06-Jun-2013 01:36, Dmitry Olshansky пишет:
06-Jun-2013 01:14, Jonathan M Davis пишет:
On Wednesday, June 05, 2013 20:56:12 SomeDude wrote:
On Wednesday, 5 June 2013 at 18:36:34 UTC, David Nadlinger wrote:
It also doesn't utilize template constraints, reinvents
isRandomAccessRange && hasSlicing under a poor name, uses C
printf (!) in the examples, has random 2-3 letter variable
names (dis, dip, di, si) all over the place, …

David

Walter explained that calling printf allowed him not to import
half of std. I think it's a good practice to limit dependencies
to a reasonable minimum. Of course, it's hard to come up with a
general rule as to what "reasonable" means here.

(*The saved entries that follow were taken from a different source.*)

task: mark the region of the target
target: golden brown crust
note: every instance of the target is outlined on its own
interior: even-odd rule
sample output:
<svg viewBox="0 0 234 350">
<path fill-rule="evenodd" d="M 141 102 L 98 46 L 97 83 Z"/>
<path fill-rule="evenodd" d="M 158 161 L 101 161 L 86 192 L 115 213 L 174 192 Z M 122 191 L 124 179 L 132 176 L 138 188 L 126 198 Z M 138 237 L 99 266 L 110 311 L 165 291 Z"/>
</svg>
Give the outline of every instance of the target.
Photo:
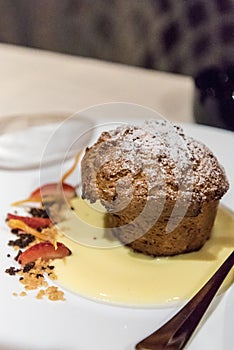
<svg viewBox="0 0 234 350">
<path fill-rule="evenodd" d="M 117 181 L 121 184 L 120 180 L 125 180 L 125 191 L 127 180 L 131 185 L 135 177 L 144 174 L 148 188 L 157 186 L 157 197 L 166 195 L 175 200 L 183 182 L 187 186 L 184 193 L 191 191 L 196 202 L 220 199 L 229 185 L 222 166 L 208 147 L 171 124 L 159 135 L 157 125 L 126 126 L 102 133 L 87 148 L 82 160 L 83 197 L 93 202 L 100 195 L 105 198 L 107 188 L 112 188 L 114 200 Z M 105 180 L 103 188 L 99 185 L 101 177 Z"/>
<path fill-rule="evenodd" d="M 184 216 L 172 232 L 167 232 L 168 217 L 159 220 L 141 237 L 135 239 L 139 226 L 126 225 L 128 220 L 117 215 L 108 216 L 115 236 L 136 252 L 152 256 L 169 256 L 200 249 L 211 234 L 219 201 L 204 203 L 194 217 Z M 126 226 L 125 226 L 126 225 Z M 119 226 L 119 227 L 118 227 Z"/>
</svg>

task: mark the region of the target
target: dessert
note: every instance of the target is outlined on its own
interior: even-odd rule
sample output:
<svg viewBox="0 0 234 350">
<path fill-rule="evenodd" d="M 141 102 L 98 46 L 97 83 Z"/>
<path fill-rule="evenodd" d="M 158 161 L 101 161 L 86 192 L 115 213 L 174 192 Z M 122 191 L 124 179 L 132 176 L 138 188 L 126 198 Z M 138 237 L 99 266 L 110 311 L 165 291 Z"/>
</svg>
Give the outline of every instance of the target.
<svg viewBox="0 0 234 350">
<path fill-rule="evenodd" d="M 71 169 L 67 174 L 70 173 Z M 64 183 L 65 178 L 36 189 L 26 200 L 16 202 L 19 206 L 24 203 L 21 208 L 15 206 L 13 213 L 6 216 L 12 234 L 16 235 L 16 239 L 8 244 L 17 251 L 23 250 L 18 251 L 15 262 L 12 254 L 7 254 L 13 266 L 6 269 L 6 273 L 18 276 L 18 288 L 23 287 L 23 290 L 16 287 L 12 293 L 14 297 L 33 295 L 36 291 L 37 299 L 65 300 L 63 290 L 51 285 L 56 280 L 56 284 L 66 290 L 108 303 L 149 306 L 177 302 L 191 297 L 230 254 L 234 219 L 233 214 L 222 207 L 212 239 L 199 252 L 190 253 L 189 258 L 184 254 L 154 259 L 132 253 L 125 245 L 116 246 L 118 240 L 106 236 L 105 220 L 110 214 L 106 214 L 98 203 L 90 205 L 76 196 L 75 187 Z M 54 225 L 54 214 L 48 217 L 53 206 L 57 208 L 60 204 L 59 188 L 66 198 L 66 212 L 87 223 L 80 225 L 78 218 L 74 220 L 71 229 L 75 240 L 70 239 L 68 232 L 69 215 L 65 216 L 65 221 L 55 220 L 57 225 Z M 90 237 L 91 245 L 81 243 L 79 237 L 86 236 Z M 139 280 L 142 283 L 139 284 Z M 223 290 L 232 281 L 233 274 L 230 274 Z"/>
<path fill-rule="evenodd" d="M 229 187 L 208 147 L 164 120 L 103 132 L 81 171 L 82 198 L 101 201 L 120 242 L 153 256 L 200 249 Z"/>
<path fill-rule="evenodd" d="M 8 245 L 18 251 L 14 260 L 19 265 L 11 266 L 5 272 L 12 276 L 18 275 L 19 281 L 27 291 L 40 288 L 37 299 L 47 296 L 53 301 L 65 300 L 64 292 L 57 286 L 49 286 L 45 279 L 57 279 L 52 261 L 71 255 L 71 250 L 58 241 L 61 238 L 59 232 L 49 218 L 47 208 L 45 209 L 47 204 L 59 202 L 61 191 L 66 200 L 76 195 L 75 188 L 62 181 L 45 184 L 33 191 L 27 199 L 13 203 L 14 206 L 28 203 L 24 215 L 18 215 L 15 211 L 14 214 L 8 213 L 6 216 L 11 233 L 17 236 L 16 239 L 9 240 Z M 35 202 L 39 207 L 30 206 L 30 203 Z M 11 255 L 8 254 L 8 257 Z M 26 296 L 25 290 L 20 294 L 14 292 L 13 295 Z"/>
</svg>

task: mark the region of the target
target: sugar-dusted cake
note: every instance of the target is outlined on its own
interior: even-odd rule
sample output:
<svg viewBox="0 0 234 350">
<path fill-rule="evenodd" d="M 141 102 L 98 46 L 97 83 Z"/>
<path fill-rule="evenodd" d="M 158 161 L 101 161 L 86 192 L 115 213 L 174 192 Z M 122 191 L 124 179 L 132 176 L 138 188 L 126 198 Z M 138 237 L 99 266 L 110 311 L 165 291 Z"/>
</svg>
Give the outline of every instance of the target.
<svg viewBox="0 0 234 350">
<path fill-rule="evenodd" d="M 82 197 L 101 201 L 119 241 L 154 256 L 200 249 L 229 187 L 214 154 L 164 120 L 103 132 L 81 171 Z"/>
</svg>

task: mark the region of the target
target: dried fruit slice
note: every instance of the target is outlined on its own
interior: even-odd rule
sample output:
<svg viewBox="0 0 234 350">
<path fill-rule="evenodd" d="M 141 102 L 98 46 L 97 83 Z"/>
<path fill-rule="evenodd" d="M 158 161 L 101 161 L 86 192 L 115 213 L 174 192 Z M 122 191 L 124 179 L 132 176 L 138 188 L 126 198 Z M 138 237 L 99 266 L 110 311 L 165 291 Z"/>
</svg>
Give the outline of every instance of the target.
<svg viewBox="0 0 234 350">
<path fill-rule="evenodd" d="M 81 155 L 81 152 L 78 152 L 77 155 L 75 156 L 75 160 L 74 160 L 74 163 L 71 166 L 71 168 L 68 169 L 65 174 L 63 174 L 62 179 L 61 179 L 62 183 L 64 183 L 64 181 L 75 171 L 77 164 L 78 164 L 78 161 L 79 161 L 79 158 L 80 158 L 80 155 Z"/>
<path fill-rule="evenodd" d="M 28 217 L 28 216 L 20 216 L 14 214 L 7 214 L 7 220 L 20 220 L 23 221 L 26 225 L 32 228 L 45 228 L 52 224 L 52 221 L 47 218 L 37 218 L 37 217 Z"/>
<path fill-rule="evenodd" d="M 75 187 L 67 183 L 50 183 L 43 185 L 33 191 L 30 198 L 42 201 L 42 197 L 53 197 L 63 193 L 67 199 L 71 199 L 76 195 Z"/>
<path fill-rule="evenodd" d="M 42 197 L 55 197 L 60 193 L 63 193 L 69 200 L 76 196 L 76 189 L 67 183 L 49 183 L 38 187 L 28 198 L 12 203 L 12 205 L 18 206 L 26 202 L 42 202 Z"/>
<path fill-rule="evenodd" d="M 48 197 L 54 197 L 61 193 L 65 196 L 66 199 L 71 199 L 76 196 L 76 189 L 74 186 L 69 185 L 65 183 L 64 181 L 75 171 L 79 158 L 80 158 L 81 152 L 78 152 L 75 156 L 74 164 L 71 166 L 70 169 L 62 176 L 62 179 L 60 182 L 56 183 L 49 183 L 45 184 L 41 187 L 38 187 L 35 191 L 33 191 L 30 196 L 26 199 L 23 199 L 21 201 L 17 201 L 15 203 L 12 203 L 14 206 L 21 205 L 23 203 L 27 202 L 42 202 L 43 198 Z M 42 198 L 43 197 L 43 198 Z"/>
<path fill-rule="evenodd" d="M 32 228 L 27 224 L 25 224 L 25 222 L 21 220 L 14 220 L 14 219 L 9 220 L 7 224 L 12 229 L 19 229 L 25 233 L 30 233 L 31 235 L 33 235 L 34 237 L 42 241 L 50 241 L 52 244 L 56 244 L 56 237 L 54 235 L 48 235 L 48 233 L 45 234 L 43 232 L 43 231 L 47 231 L 47 229 L 42 230 L 42 232 L 39 232 L 35 228 Z"/>
<path fill-rule="evenodd" d="M 50 259 L 62 259 L 71 255 L 70 249 L 68 249 L 63 243 L 57 242 L 57 249 L 50 242 L 41 242 L 33 245 L 25 250 L 18 256 L 17 261 L 21 265 L 26 265 L 30 262 L 36 261 L 41 258 L 44 261 Z"/>
</svg>

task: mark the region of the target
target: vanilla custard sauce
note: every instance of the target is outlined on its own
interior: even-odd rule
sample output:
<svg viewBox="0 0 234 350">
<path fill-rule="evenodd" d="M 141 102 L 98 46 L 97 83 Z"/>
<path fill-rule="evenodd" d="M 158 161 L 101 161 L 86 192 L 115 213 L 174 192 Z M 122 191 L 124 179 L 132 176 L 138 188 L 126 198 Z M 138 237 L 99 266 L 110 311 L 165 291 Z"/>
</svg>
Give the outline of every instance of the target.
<svg viewBox="0 0 234 350">
<path fill-rule="evenodd" d="M 111 240 L 105 232 L 105 213 L 96 210 L 95 206 L 92 208 L 80 198 L 73 200 L 72 206 L 73 216 L 77 213 L 80 221 L 75 220 L 70 227 L 69 220 L 65 222 L 61 227 L 66 236 L 59 239 L 71 249 L 72 255 L 54 261 L 55 273 L 61 286 L 87 298 L 135 306 L 165 305 L 188 299 L 234 248 L 234 214 L 222 206 L 212 237 L 202 249 L 163 258 L 134 253 Z M 84 225 L 84 221 L 89 225 Z M 79 233 L 89 237 L 88 240 L 82 241 L 81 237 L 81 243 L 74 242 Z M 106 245 L 103 244 L 105 241 Z M 222 290 L 233 281 L 234 269 Z"/>
</svg>

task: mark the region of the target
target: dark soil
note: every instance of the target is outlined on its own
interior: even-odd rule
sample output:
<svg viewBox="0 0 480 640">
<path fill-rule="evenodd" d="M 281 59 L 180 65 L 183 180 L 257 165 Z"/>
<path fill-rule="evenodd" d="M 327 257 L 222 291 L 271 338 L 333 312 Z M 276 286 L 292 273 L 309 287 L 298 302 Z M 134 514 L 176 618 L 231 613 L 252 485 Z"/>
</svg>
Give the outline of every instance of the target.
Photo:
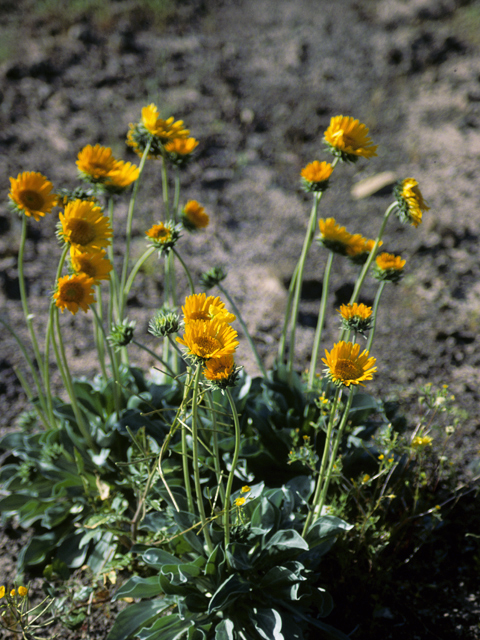
<svg viewBox="0 0 480 640">
<path fill-rule="evenodd" d="M 100 14 L 79 15 L 74 4 L 48 12 L 28 0 L 0 2 L 0 299 L 12 326 L 27 338 L 16 266 L 20 221 L 7 207 L 8 177 L 40 171 L 56 187 L 73 187 L 76 155 L 86 144 L 108 145 L 118 157 L 137 161 L 124 143 L 128 123 L 155 102 L 183 119 L 200 141 L 182 198 L 200 201 L 212 224 L 204 234 L 183 238 L 182 254 L 197 276 L 213 265 L 228 269 L 226 286 L 271 365 L 310 207 L 299 172 L 314 159 L 327 159 L 322 137 L 331 116 L 353 115 L 370 127 L 378 157 L 340 167 L 321 215 L 375 237 L 391 192 L 356 200 L 352 189 L 387 170 L 415 177 L 431 206 L 418 229 L 396 219 L 387 227 L 384 248 L 402 253 L 407 275 L 385 290 L 374 343 L 379 374 L 369 388 L 399 398 L 408 413 L 421 384 L 448 384 L 469 413 L 448 455 L 468 472 L 480 445 L 480 4 L 178 0 L 157 15 L 126 0 L 105 3 L 111 6 Z M 134 224 L 137 253 L 145 229 L 161 217 L 159 184 L 159 167 L 151 163 Z M 123 200 L 117 212 L 123 221 Z M 27 242 L 25 271 L 39 327 L 60 253 L 55 224 L 54 216 L 32 222 Z M 300 314 L 299 370 L 308 364 L 324 263 L 325 252 L 313 247 Z M 337 337 L 333 311 L 348 301 L 356 277 L 340 259 L 334 271 L 328 348 Z M 152 262 L 129 300 L 129 316 L 151 348 L 156 345 L 146 329 L 162 301 L 160 273 Z M 375 290 L 367 282 L 362 300 L 372 302 Z M 88 317 L 62 321 L 75 372 L 91 375 L 97 363 Z M 239 360 L 254 373 L 246 341 L 241 343 Z M 140 354 L 138 362 L 152 364 Z M 4 429 L 26 406 L 14 373 L 22 366 L 17 345 L 3 330 Z M 57 378 L 54 383 L 59 390 Z M 474 511 L 474 499 L 467 502 L 462 509 Z M 465 522 L 465 513 L 454 511 L 448 531 L 455 531 L 457 517 Z M 469 517 L 478 525 L 473 512 Z M 479 638 L 478 547 L 464 536 L 462 529 L 443 542 L 436 538 L 438 548 L 428 549 L 431 574 L 425 562 L 420 573 L 406 568 L 398 589 L 386 591 L 395 591 L 395 598 L 378 602 L 374 618 L 371 601 L 366 608 L 353 606 L 343 630 L 360 625 L 352 637 L 362 640 Z M 4 575 L 12 571 L 12 555 L 3 566 Z M 347 605 L 342 608 L 341 596 L 336 602 L 345 622 Z M 101 638 L 104 631 L 76 634 L 61 637 Z"/>
</svg>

Given that pretty much every program is going to use std.stdio in one
form or
another,

Wrong.

I see little point in avoiding using it.

Not pulling in a bunch of unrelated junk.

And since it's an example,
it makes even less sense. I would even argue that using printf is bad
practice. writeln and writefln are properly typesafe, whereas printf
is not. If
you really actually _need_ to restrict how much you're importing, then
using
printf makes sense, but in general, it really doesn't.


I do agree
that examples should use std.stdio writeln definetely not
std.stdio.

Darn, should be not core.stdc printf

 Importing it with version(unittest) or locally in each
unittest is more sensible option here.